Companies continually confront the exposure and expense attendant to electronically-stored information (ESI) in litigation. Clients used to worry about a single “smoking gun” document in discovery. Now, the sheer volume of ESI companies often must produce can be crippling, even in cases with relatively little risk or merit. Legally-imposed preservation requirements can foist enormous burden and expense on businesses even before litigation ensues.
Courts, regulators and legislators have provided limited relief. Proposed amendments to the Federal Rules of Civil Procedure, intended to narrow discovery and provide for greater proportionality between litigation expense and exposure, present some potential relief. But the amendments go only so far, and of course provide no relief for proceedings in other forums. So what are companies to do? The solution lies with appropriate self-help.
Volume often is the primary driver of expense and burden in litigation, but fortunately, it largely is within a company’s control. Although some ESI is subject to certain legal preservation requirements, such as Sarbanes Oxley and pending or anticipated litigation, much of a company’s ESI — indeed, perhaps the vast majority — at any given moment need not be preserved except for genuine business purposes. Businesses can dramatically cut cost and risk in litigation by adopting, and more importantly enforcing, appropriate document retention policies that ensure the routine destruction of all ESI that need not be maintained for legal or business purposes. With auto-deletion of ESI (except for data required to be preserved), employees need not be entrusted — or burdened — with routinely cleaning out their otherwise cluttered and growing mail boxes. Short time periods (e.g., 30 days) and small size limitations (e.g., megabytes, not gigabytes) are key. The same is true for archived and disaster-recovery data. Periodic compliance audits help ensure that companies do not learn of ESI hoarders only in litigation.

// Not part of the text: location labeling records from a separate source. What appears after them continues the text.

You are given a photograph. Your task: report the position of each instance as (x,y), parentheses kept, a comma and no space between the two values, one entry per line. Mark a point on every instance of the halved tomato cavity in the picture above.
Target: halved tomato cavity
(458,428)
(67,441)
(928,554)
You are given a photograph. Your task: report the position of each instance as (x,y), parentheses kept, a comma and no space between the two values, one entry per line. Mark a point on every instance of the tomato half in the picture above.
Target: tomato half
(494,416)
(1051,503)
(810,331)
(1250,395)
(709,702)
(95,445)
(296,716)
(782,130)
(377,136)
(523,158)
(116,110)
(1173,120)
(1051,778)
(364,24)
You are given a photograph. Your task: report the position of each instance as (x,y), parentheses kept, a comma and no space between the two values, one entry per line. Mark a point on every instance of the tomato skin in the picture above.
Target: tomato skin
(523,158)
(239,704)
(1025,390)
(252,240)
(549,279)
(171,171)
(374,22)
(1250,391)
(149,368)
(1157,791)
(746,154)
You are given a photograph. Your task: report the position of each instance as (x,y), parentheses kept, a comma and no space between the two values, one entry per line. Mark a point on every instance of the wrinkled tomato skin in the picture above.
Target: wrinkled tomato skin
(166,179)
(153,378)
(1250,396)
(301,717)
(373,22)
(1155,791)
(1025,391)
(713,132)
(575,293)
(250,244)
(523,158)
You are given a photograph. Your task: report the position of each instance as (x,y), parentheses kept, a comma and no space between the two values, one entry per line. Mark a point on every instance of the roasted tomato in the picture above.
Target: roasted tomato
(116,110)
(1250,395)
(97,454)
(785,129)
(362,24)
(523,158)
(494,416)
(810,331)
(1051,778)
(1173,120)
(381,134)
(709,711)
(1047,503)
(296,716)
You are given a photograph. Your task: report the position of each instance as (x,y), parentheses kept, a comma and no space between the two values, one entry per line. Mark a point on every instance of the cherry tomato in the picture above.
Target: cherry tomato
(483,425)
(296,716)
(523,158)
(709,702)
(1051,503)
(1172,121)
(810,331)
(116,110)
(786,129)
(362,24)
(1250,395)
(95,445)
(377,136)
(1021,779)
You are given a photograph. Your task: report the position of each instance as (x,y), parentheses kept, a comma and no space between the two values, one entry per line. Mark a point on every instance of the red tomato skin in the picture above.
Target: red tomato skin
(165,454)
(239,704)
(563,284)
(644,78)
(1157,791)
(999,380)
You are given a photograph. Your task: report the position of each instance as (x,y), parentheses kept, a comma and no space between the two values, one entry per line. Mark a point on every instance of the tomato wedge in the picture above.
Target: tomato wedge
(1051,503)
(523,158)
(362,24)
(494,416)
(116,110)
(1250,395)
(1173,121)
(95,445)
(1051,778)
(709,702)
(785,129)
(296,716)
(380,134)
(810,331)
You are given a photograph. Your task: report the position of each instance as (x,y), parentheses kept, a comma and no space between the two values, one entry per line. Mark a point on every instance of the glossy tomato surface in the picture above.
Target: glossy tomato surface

Litigation-readiness plans also can be very valuable. Some courts have sanctioned parties for discovery failures just for negligence. Identifying sources of potentially relevant data, assigning responsibility for preservation, collection, and production tasks, and describing the workflow for compliance before litigation arises can help avoid costly missteps.
Once in litigation, companies can manage expense and exposure through reasonable negotiation and cooperation, or motion practice when facing an uncooperative adversary. Obtaining an early order that specifically describes what must be preserved, and how, can remove the uncertainty that causes companies to over-preserve at unnecessary cost or under-preserve at avoidable risk, or both. The same is true for court-ordered discovery plans that bless significant limitations on discovery, such as ESI source limits, and cost-saving measures, such as advanced technological solutions. Parties also are well-served obtaining a non-waiver order, especially in federal court under Federal Rule of Evidence 502, barring inadvertent privilege waiver (and even allowing intentional disclosure of privileged information without waiver).
Fortunately, technology has helped fill the gap between outmoded legal obligations and virtual warehouses brimming with data. Technology-assisted review (TAR) has proven more accurate, dramatically less expensive, and much faster than traditional manual review — and it has increasing support from the courts. TAR has a variety of uses, such as identifying responsive documents to be produced, privileged documents to be withheld, and confidential information to be redacted. Metadata (or “data about data”) can be used for cost-saving analytics and other applications, such as electronically-generated privilege logs that avoid the cost of tedious manual logs.
The less ESI businesses maintain and the more prepared businesses are for litigation, the less expense and exposure they face in litigation. And by embracing certain solutions, companies can significantly help themselves in ways the courts and rule-makers have not.